Link do zbiórki – Ania walczy o życie – Anna Mikołajczyk | Pomagam.pl
Ania walczy o życie
Cześć. Mam na imię Ania, mam 34 lata i jestem matką dwójki wspaniałych dzieci – sześcioletniej Oliwii i dziesięcioletniego Maćka. O chorobie dowiedziałam się w lutym 2021 i od tego momentu moje życie nagle stało się walką z okrutnym wrogiem.
Zgłosiłam się do szpitala z ostrym bólem brzucha a zdiagnozowano bardzo złośliwy nowotwór szyjki macicy. Po kilku konsultacjach doradzono mi operację wycięcia guza. W Rudzie Śląskiej przeszłam radykalny zabieg wycięcia macicy z przydatkami. Każda kobieta wie co to oznacza. Po operacji rozpoczęłam leczenie systemowe w oparciu o Taxol z Cisplatyną. Rokowania były bardzo niekorzystne, pomimo tego pierwszy cykl chemii zniosłam bardzo dobrze, a w dalszej kolejności czekała mnie radioterapia. Początek leczenia okazał się obiecujący, wyniki poprawiły się, a ja odzyskałam radość i chęć do życia. Mogłam znów podjąć pracę i wszystko zaczęło się pomyślnie układać.
Po zakończenia radioterapii uzupełniającej, przed samymi Świętami Bożego Narodzenia wykryto masywną neuro i angioinwazję. Zaczęły się nudności, wymioty, bóle pleców i brzucha. Nowotwór rozprzestrzenił się na płuca i węzły chłonne. Pojawiły się nacieki na pęcherzu, jelitach, tkance tłuszczowej i mięśniach brzucha. Czułam się strasznie zarówno psychicznie jak i fizycznie, przeszłam załamanie nerwowe i dopadła mnie depresja. Pomimo tego kolejny raz nie poddałam się, bo przecież mam dla kogo żyć.

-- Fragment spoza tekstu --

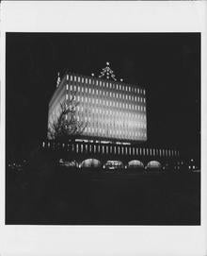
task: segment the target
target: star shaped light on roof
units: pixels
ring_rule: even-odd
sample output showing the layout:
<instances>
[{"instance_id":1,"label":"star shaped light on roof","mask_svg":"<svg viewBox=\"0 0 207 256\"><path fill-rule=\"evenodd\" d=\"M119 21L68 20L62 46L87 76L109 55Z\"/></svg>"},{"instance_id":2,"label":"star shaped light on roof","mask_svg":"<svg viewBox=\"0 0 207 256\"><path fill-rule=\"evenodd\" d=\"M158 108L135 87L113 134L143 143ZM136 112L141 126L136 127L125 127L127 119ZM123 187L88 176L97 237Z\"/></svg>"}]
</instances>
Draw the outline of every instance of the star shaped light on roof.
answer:
<instances>
[{"instance_id":1,"label":"star shaped light on roof","mask_svg":"<svg viewBox=\"0 0 207 256\"><path fill-rule=\"evenodd\" d=\"M109 61L106 61L106 67L102 69L101 75L99 76L100 78L104 77L106 77L106 79L112 78L113 80L117 81L114 71L110 68Z\"/></svg>"}]
</instances>

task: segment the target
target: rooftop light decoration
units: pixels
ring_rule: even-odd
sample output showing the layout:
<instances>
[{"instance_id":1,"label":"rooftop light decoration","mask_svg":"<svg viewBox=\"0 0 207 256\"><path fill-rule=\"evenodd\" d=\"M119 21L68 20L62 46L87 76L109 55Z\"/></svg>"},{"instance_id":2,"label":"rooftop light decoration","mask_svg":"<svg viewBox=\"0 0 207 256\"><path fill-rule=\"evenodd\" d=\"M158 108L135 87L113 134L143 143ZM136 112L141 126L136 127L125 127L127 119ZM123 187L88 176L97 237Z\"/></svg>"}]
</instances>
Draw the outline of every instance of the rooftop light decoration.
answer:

Podjęłam leczenie w Poznaniu – dojazdy prawie 300 kilometrów i następne cykle chemii: Avastin, Paclitaxel, Cisplatin. Po terapii i opiece lekarzy z Poznania moje wyniki poprawiły się. Zaczęłam czuć się dobrze i cieszyłam się każdym dniem.
Nie trwało to długo, szczęście odwróciło się ode mnie kolejny raz. Moje samopoczucie pogorszyło się z dnia na dzień. Ostatnie badanie z października tego roku wykazało progresję zmian w obu płucach i pojawienie się nowych guzków. Zmiany w wątrobie powiększyły się dwukrotnie i doszło kilka kolejnych. Pojawiły się bardzo liczne ogniska przerzutowe w obrębie tkanki tłuszczowej i nadnerczu.
Czuję, że pomimo motywacji jaką są moje dzieci zaczynam przegrywać tą nierówną walkę. Nie mam już sił. Pisząc te słowa nie jestem w stanie podnieść się z łóżka i cały czas zmagam się z ciężką depresją. Pomimo pomocy najbliższych, rodziny i znajomych brakuje pieniędzy na wszystko, musiałam zrezygnować z pracy. Nie mogę zostawić dzieci w tak ważnym dla nich czasie. Oliwia i Maciek potrzebują mamy, która będzie z nimi, i Wy jako społeczność, możecie pomóc mi w tej walce. Koszty związane z leczeniem przekraczają moje możliwości, a utrzymanie dzieci jest praktycznie niemożliwe. Będę bardzo wdzięczna za każdą pomoc.